A harm reduction approach does not ‘normalise’ substance use but normalises society’s response to a potentially hazardous activity in that harm reduction is how we approach all other behaviours – driving, cycling, participating in dangerous sports – taking an informed decision to minimise risk and avoid possible harms.
Harm reduction is sometimes regarded as ‘lacking ambition’. Harm reduction measures can eliminate harm and risk or significantly reduce harm and risk. This is sometimes downplayed or disparaged as an aim or an achievement. It can be uncomfortable for some people to consider that drug use may cause no or little harm and yet, of course, non-problem use is the norm.
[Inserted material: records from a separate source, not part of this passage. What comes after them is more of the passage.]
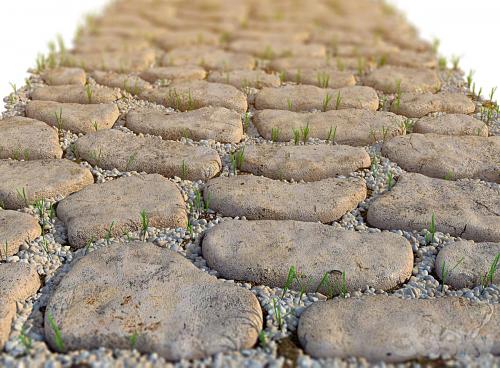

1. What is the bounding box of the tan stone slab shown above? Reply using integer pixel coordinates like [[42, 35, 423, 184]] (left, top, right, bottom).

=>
[[255, 85, 379, 111], [26, 101, 120, 133], [140, 81, 248, 113], [0, 159, 94, 209], [253, 109, 405, 146], [31, 85, 121, 104], [204, 175, 366, 223], [202, 220, 413, 295], [42, 67, 87, 86], [57, 174, 187, 248], [368, 173, 500, 241], [45, 242, 263, 361], [75, 129, 222, 180], [240, 144, 371, 181], [298, 295, 500, 362], [0, 210, 41, 260], [382, 133, 500, 183], [127, 107, 243, 143], [391, 92, 476, 118], [413, 114, 488, 137], [0, 116, 63, 160]]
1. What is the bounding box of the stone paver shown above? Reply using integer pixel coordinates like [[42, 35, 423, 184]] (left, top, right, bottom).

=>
[[363, 65, 441, 93], [391, 92, 476, 118], [127, 107, 243, 143], [0, 210, 41, 259], [75, 129, 222, 180], [413, 114, 488, 137], [202, 220, 413, 295], [382, 133, 500, 183], [0, 262, 40, 349], [140, 81, 248, 113], [434, 240, 500, 289], [26, 101, 120, 133], [57, 174, 187, 248], [31, 84, 121, 104], [298, 295, 500, 362], [240, 144, 371, 181], [42, 67, 87, 86], [0, 116, 63, 160], [253, 109, 405, 146], [255, 85, 379, 111], [0, 159, 94, 209], [204, 175, 366, 223], [45, 242, 262, 360], [368, 173, 500, 241]]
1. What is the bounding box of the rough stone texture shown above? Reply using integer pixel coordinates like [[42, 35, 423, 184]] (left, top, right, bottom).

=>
[[31, 84, 121, 104], [202, 220, 413, 294], [298, 295, 500, 362], [0, 159, 94, 209], [140, 65, 207, 83], [255, 85, 379, 111], [75, 129, 222, 180], [26, 101, 120, 133], [382, 133, 500, 183], [0, 116, 63, 160], [413, 114, 488, 137], [127, 107, 243, 143], [42, 67, 87, 86], [391, 92, 476, 118], [0, 262, 40, 349], [0, 210, 41, 259], [140, 81, 248, 113], [240, 144, 371, 181], [434, 240, 500, 289], [363, 65, 441, 93], [253, 109, 405, 146], [45, 242, 262, 360], [203, 175, 366, 223], [207, 70, 281, 90], [57, 174, 187, 248], [368, 173, 500, 241]]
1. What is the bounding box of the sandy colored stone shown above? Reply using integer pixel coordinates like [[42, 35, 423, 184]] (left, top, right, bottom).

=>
[[75, 129, 222, 180], [26, 101, 120, 133], [140, 65, 207, 83], [240, 144, 370, 181], [0, 262, 40, 349], [382, 133, 500, 183], [413, 114, 488, 137], [0, 116, 63, 160], [42, 67, 87, 86], [282, 67, 356, 88], [202, 220, 413, 295], [162, 46, 255, 71], [0, 210, 41, 259], [0, 159, 94, 209], [434, 240, 500, 289], [203, 175, 366, 223], [45, 242, 262, 361], [31, 85, 121, 104], [255, 85, 379, 111], [368, 173, 500, 242], [298, 295, 500, 362], [127, 107, 243, 143], [391, 92, 476, 118], [207, 70, 281, 90], [140, 81, 248, 113], [363, 65, 441, 93], [253, 109, 405, 146], [91, 71, 153, 95]]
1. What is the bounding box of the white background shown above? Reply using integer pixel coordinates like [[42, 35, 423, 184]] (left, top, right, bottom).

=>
[[0, 0, 500, 111]]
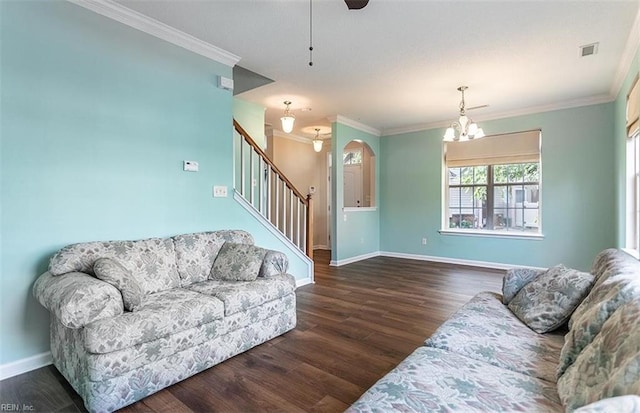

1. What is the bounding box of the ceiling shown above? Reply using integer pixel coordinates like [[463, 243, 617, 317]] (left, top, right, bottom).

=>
[[117, 0, 640, 137]]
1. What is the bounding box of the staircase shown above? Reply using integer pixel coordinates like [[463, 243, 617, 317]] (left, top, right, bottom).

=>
[[233, 119, 313, 259]]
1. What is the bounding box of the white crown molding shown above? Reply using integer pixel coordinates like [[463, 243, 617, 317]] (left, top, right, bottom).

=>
[[383, 94, 615, 137], [68, 0, 240, 67], [0, 351, 53, 378], [327, 115, 382, 136], [609, 10, 640, 99]]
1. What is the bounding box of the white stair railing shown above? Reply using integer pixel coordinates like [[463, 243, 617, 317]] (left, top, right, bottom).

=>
[[233, 119, 313, 258]]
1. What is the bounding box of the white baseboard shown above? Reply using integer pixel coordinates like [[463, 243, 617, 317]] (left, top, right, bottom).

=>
[[329, 251, 380, 267], [0, 351, 53, 380], [296, 278, 315, 288], [379, 251, 546, 270]]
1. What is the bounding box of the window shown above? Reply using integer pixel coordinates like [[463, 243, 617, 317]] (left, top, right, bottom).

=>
[[625, 75, 640, 255], [443, 131, 541, 234]]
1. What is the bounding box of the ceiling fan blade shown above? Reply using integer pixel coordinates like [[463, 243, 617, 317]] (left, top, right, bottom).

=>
[[344, 0, 369, 10], [466, 105, 489, 110]]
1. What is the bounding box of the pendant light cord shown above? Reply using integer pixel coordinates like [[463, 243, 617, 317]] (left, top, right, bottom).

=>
[[309, 0, 313, 66]]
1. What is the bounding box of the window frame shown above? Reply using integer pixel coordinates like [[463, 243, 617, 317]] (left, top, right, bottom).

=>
[[439, 160, 544, 239], [624, 129, 640, 254]]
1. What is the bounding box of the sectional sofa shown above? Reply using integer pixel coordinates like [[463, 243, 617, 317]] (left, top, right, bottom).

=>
[[33, 231, 296, 412], [348, 249, 640, 413]]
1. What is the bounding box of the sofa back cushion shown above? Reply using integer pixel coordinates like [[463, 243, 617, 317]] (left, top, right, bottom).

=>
[[173, 230, 253, 286], [49, 238, 180, 295], [558, 300, 640, 411], [93, 258, 143, 311], [209, 242, 267, 281], [558, 249, 640, 377], [509, 265, 594, 333]]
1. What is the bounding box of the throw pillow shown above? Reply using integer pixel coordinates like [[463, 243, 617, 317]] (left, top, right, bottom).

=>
[[509, 265, 595, 333], [93, 258, 143, 311], [209, 242, 267, 281]]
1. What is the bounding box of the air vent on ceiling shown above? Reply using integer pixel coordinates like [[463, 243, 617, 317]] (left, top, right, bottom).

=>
[[580, 43, 598, 57]]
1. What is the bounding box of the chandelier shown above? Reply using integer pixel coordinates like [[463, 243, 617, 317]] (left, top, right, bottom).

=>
[[312, 128, 322, 152], [444, 86, 484, 142], [280, 100, 296, 133]]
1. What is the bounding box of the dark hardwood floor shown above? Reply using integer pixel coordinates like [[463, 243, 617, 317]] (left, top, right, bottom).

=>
[[0, 251, 503, 413]]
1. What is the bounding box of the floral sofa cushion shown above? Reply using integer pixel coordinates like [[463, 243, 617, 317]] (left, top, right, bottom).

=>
[[569, 249, 640, 328], [502, 268, 546, 305], [583, 248, 638, 290], [49, 238, 180, 295], [33, 272, 124, 329], [209, 242, 267, 281], [509, 265, 594, 333], [84, 288, 224, 354], [347, 347, 563, 413], [93, 258, 143, 311], [187, 274, 296, 316], [574, 395, 640, 413], [173, 230, 253, 286], [558, 300, 640, 411], [87, 294, 295, 381], [425, 292, 563, 382], [558, 273, 640, 377]]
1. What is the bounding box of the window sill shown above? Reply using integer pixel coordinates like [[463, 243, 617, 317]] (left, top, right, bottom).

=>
[[438, 229, 544, 240], [342, 207, 378, 212]]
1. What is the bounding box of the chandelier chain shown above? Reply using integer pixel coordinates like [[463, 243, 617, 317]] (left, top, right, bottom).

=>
[[309, 0, 313, 66]]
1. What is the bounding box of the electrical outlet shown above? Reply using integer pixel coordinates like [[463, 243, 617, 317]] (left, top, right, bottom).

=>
[[182, 161, 200, 172], [213, 185, 227, 198]]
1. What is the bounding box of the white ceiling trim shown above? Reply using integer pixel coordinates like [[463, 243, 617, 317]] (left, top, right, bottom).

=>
[[383, 94, 615, 137], [609, 11, 640, 99], [327, 115, 382, 136], [68, 0, 240, 67]]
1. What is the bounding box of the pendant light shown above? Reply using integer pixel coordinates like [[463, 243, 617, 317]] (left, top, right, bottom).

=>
[[313, 128, 322, 152], [280, 100, 296, 133]]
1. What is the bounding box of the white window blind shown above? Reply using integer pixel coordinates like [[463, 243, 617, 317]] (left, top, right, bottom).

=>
[[627, 79, 640, 136], [445, 129, 541, 168]]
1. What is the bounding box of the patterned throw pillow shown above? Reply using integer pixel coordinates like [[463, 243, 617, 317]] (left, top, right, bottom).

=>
[[93, 258, 143, 311], [209, 242, 267, 281], [509, 265, 595, 333]]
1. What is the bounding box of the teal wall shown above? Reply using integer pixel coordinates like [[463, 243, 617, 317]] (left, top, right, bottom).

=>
[[233, 98, 267, 150], [380, 103, 616, 269], [0, 1, 310, 366], [613, 47, 640, 248], [331, 122, 380, 262]]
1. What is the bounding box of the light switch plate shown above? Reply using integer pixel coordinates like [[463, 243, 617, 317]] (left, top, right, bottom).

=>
[[213, 185, 227, 198], [182, 161, 200, 172]]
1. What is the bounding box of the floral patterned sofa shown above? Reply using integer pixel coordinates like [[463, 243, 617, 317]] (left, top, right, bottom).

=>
[[33, 231, 296, 412], [347, 249, 640, 413]]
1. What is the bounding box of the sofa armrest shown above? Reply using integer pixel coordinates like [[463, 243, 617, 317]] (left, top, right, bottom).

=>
[[258, 250, 289, 278], [33, 271, 124, 329], [502, 268, 546, 305]]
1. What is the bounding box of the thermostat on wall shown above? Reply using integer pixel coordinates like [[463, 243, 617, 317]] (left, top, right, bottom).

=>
[[182, 161, 198, 172]]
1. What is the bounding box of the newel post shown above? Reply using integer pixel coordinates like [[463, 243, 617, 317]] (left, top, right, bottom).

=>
[[306, 194, 313, 259]]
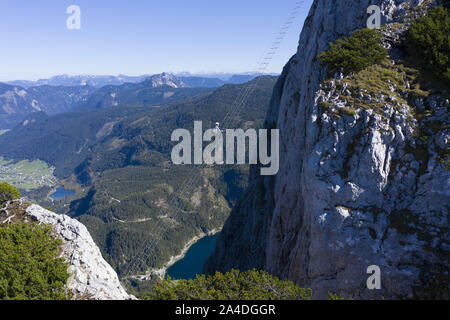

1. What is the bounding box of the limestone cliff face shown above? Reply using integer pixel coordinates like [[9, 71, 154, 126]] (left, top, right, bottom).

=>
[[205, 0, 450, 298], [0, 200, 134, 300]]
Harm reduction is sometimes portrayed as countering or opposing recovery or abstinence. However, people who regard themselves as being in recovery have often used harm reduction services and practiced harm reduction. The harms they may have experienced as a consequence of their use of substances have been reduced or eliminated. Therefore, the range and extent of the harms they have to recover from is reduced. Also, their ambitions and what they aspire to ‘recover to’ are not limited by harms they experienced during their problem substance use. And of course, the ultimate harm is death and people need to survive a period of problem substance use to move on and make progress in their lives. An argument that sets harm reduction and recovery in opposition is difficult to sustain. It is worth noting how much of the development of harm reduction involves input from people with personal experience of problem substance use including people who regard themselves as in recovery.